The daemonology of Pythagoras, along with the doctrine of metempsychosis in its moral aspect, was adopted by Plato, whether as a serious theory or as a philosophic myth. The chief passages in Plato where the daemons are mentioned are suffused with such mythic colour that it would perhaps be rash to extract from them any sharp dogmatic theory.[2241] But Plato, holding firmly the remote purity of God, strove to fill the interval between the mortal and the Infinite by a graded scheme of superhuman beings. The daemon is a compound of the mortal and the divine, spanning the chasm between them. This is the power which conveys to God the prayers and sacrifices of men, and brings to men the commands and rewards of the gods, which operates in prophecy, sacrifice, and mystery. And again the daemon is a power which is assigned to each soul at birth, and which at death conducts it to the eternal world, to receive judgment for its deeds, and perhaps to be condemned to return once more to earth. The reason in man, his truly divine part, is also called his daemon, his good genius. It is the power whose kindred is with the world of the unseen, which is immortal, and capable of a lofty destiny.
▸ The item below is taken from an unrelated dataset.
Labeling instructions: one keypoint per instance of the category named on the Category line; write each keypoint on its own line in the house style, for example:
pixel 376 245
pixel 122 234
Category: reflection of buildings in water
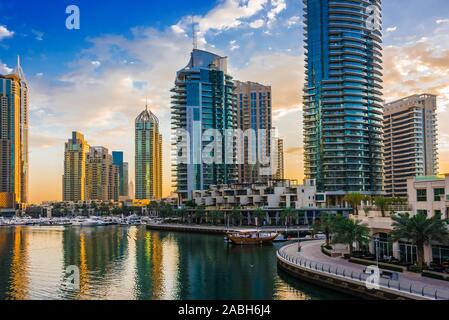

Like his master Plato, Maximus of Tyre seems to know nothing of the evil daemons, who, as we shall presently see, were used by Plutarch to account for the immorality of myth. To Maximus the daemons are rather angelic ministers, sent forth to advise and succour weak mortal men.[2242] They are the necessary mediators between the one Supreme and our frail mortal life. Dwelling in a region between earth and ether, they are of mingled mortal and divine nature, weaker than the gods, stronger than men, servants of God and overseers of men, by kinship with either linking the weakness of the mortal with the Divine. Great is the multitude of this heavenly host, interpreters between God and man: “thrice ten thousand are they upon the fruitful earth, immortal, ministers of Zeus,” healers of the sick, revealers of what is dark, aiding the [pg 430]craftsman, companions of the wayfarer. On land and sea, in the city and the field, they are ever with us. They inspired a Socrates, a Pythagoras, a Diogenes, or a Zeno; they are present in all human spirits. Only the lost and hopeless soul is without the guardianship of such an unearthly friend.